In the original dataset consisting of 40k records, there were multiple outliers in the initial 19 features. The features with the most outliers are removed. The remaining dataset is then split into a train test split of 80 – 20. The classification models such as Logistic Regression, K-Nearest Neighbors, Decision Tree, Support Vector Machine (Linear Kernel), Support Vector Machine (RBF Kernel), Neural Network, Random Forest, and Gradient Boosting are considered. The results show that the Random Forest model is the best classification model for our dataset. It was able to classify hit songs and non-hit songs with an accuracy of 73.8 9 %.
After selecting Random Forest, Dimension reduction techniques such as principal component analysis and determining feature importance are performed in the hopes of improving model accuracy. Hyper-parameter tuning techniques including Random, and Grid Search are performed.

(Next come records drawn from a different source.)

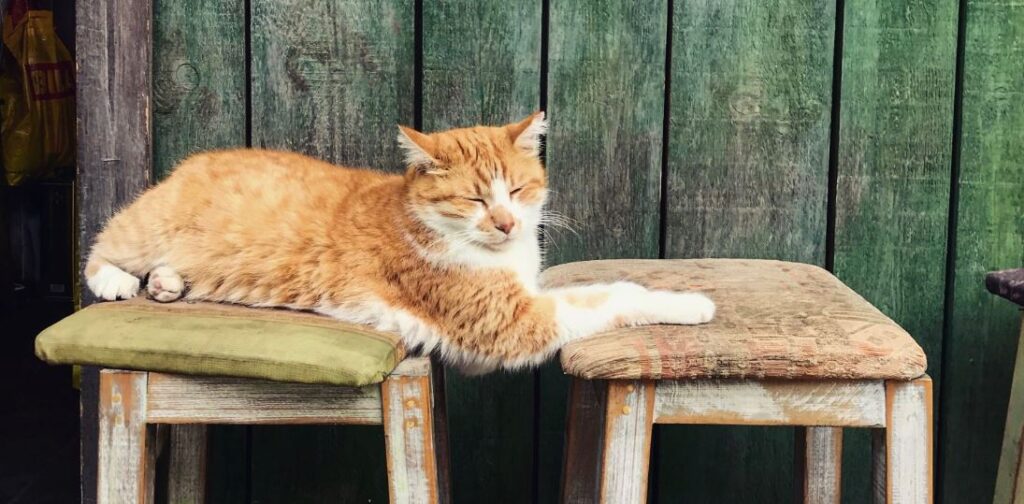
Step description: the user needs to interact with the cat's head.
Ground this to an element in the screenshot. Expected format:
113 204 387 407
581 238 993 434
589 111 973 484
398 112 548 251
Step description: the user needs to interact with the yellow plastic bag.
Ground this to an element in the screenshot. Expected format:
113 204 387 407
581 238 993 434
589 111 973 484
1 0 75 186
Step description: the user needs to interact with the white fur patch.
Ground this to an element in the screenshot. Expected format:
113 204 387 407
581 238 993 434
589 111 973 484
514 112 547 156
397 129 437 170
87 264 141 301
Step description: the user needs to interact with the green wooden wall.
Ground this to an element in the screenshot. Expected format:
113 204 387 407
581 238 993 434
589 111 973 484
151 0 1024 501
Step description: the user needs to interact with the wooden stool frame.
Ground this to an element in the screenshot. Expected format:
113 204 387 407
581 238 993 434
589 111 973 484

It is observed that the use of these techniques resulted only in a slight improvement in the performance of the model with a large increase in the computation time. It is determined that these techniques can be ignored since there was no significant impact on the model’s performance.
The precision, recall, and the area under the ROC curve showed that the model is performing well. For hit songs, the Recall was 81% meaning that out of all the hit songs, the model predicted it correctly 81% of the time.

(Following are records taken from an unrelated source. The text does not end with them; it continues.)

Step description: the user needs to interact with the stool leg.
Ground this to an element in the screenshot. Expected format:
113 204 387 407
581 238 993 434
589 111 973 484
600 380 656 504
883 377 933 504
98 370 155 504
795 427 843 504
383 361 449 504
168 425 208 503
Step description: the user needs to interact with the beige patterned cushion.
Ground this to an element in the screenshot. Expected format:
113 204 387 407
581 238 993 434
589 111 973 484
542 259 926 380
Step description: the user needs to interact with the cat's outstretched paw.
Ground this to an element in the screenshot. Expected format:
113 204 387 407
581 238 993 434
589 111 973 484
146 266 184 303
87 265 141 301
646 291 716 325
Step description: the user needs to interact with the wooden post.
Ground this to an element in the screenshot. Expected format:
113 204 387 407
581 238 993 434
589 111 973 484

As the global music industry is moving more and more towards online audio streaming services such as Spotify, this project provides insights into what makes a song a hit on the billboard. Through this project, the importance of a variety of features like ‘loudness’ and ‘energy’ is observed in making a song hit or not. This will in turn help artists, producers, and even online streaming platforms make better business decisions, promotions, and what would be in the making of a popular song globally. The goal of the project was to accurately label a hit song as ‘1’ or ‘0’ otherwise. In this regard, the Random Forest classifier outperformed all other classifiers with its high recall, high precision, and high f1 scores for hit songs. From the analysis in this project, The Random Forest classification model could be used to predict hit songs. It accurately determines hit songs and works best for predictors that are highly diverse and varied, which would have been difficult to do so in the past.